Warum wird Osteopathie eingesetzt?

Osteopathie dient der Prävention und Heilung von Erkrankungen, zum Beispiel bei Rücken- und Nackenschmerzen, Bandscheibenvorfällen oder Schulterschmerzen, um nur einige zu nennen.

Dabei basiert die Osteopathie auf dem Grundsatz, dass Gesundheit das funktionelle Gleichgewicht aller Strukturen des menschlichen Körpers bedeutet.

Sollte Osteopathie parallel zur medizinischen Therapie oder als Alternative eingesetzt werden?

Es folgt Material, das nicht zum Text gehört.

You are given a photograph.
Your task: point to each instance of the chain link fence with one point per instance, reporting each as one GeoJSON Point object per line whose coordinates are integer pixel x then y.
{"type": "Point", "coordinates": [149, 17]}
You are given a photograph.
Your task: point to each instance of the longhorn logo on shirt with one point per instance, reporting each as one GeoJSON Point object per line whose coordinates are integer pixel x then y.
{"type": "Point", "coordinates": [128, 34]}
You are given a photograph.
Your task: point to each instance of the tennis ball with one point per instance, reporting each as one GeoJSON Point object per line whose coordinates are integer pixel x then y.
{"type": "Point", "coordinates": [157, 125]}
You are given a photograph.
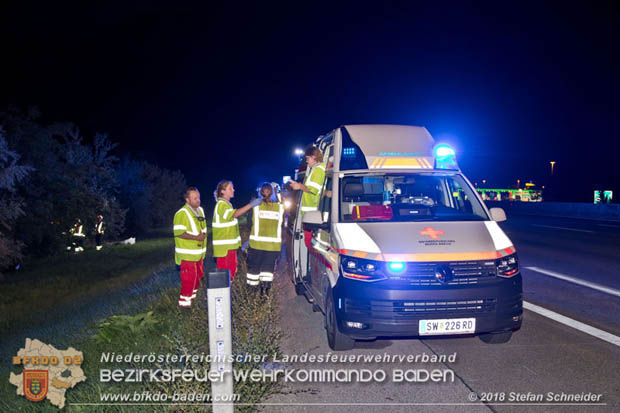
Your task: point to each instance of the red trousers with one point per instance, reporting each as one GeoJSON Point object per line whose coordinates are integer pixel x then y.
{"type": "Point", "coordinates": [229, 262]}
{"type": "Point", "coordinates": [191, 274]}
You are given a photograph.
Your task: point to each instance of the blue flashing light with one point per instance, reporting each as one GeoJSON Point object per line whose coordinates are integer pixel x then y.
{"type": "Point", "coordinates": [445, 157]}
{"type": "Point", "coordinates": [396, 266]}
{"type": "Point", "coordinates": [348, 152]}
{"type": "Point", "coordinates": [442, 151]}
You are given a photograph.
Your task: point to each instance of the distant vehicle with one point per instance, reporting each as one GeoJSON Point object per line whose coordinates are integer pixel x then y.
{"type": "Point", "coordinates": [402, 244]}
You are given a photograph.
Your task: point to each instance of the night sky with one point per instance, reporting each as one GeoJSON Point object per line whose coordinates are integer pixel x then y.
{"type": "Point", "coordinates": [230, 92]}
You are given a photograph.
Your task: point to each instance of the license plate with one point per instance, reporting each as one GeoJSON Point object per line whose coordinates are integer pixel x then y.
{"type": "Point", "coordinates": [447, 326]}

Der Begriff ist generell unglücklich. Ich würde es Komplementärmedizin, also ergänz­ende Medizin, nennen. Beispielsweise geht ein Patient mit Rückenschmerzen zum Osteopathen, der ­eine ­Diskushernie diagnostiziert und den Patienten nun zum Hausarzt oder zum Orthopäden schickt, der dann zum Beispiel eine medikament­öse Therapie mit dem Patienten ausmacht.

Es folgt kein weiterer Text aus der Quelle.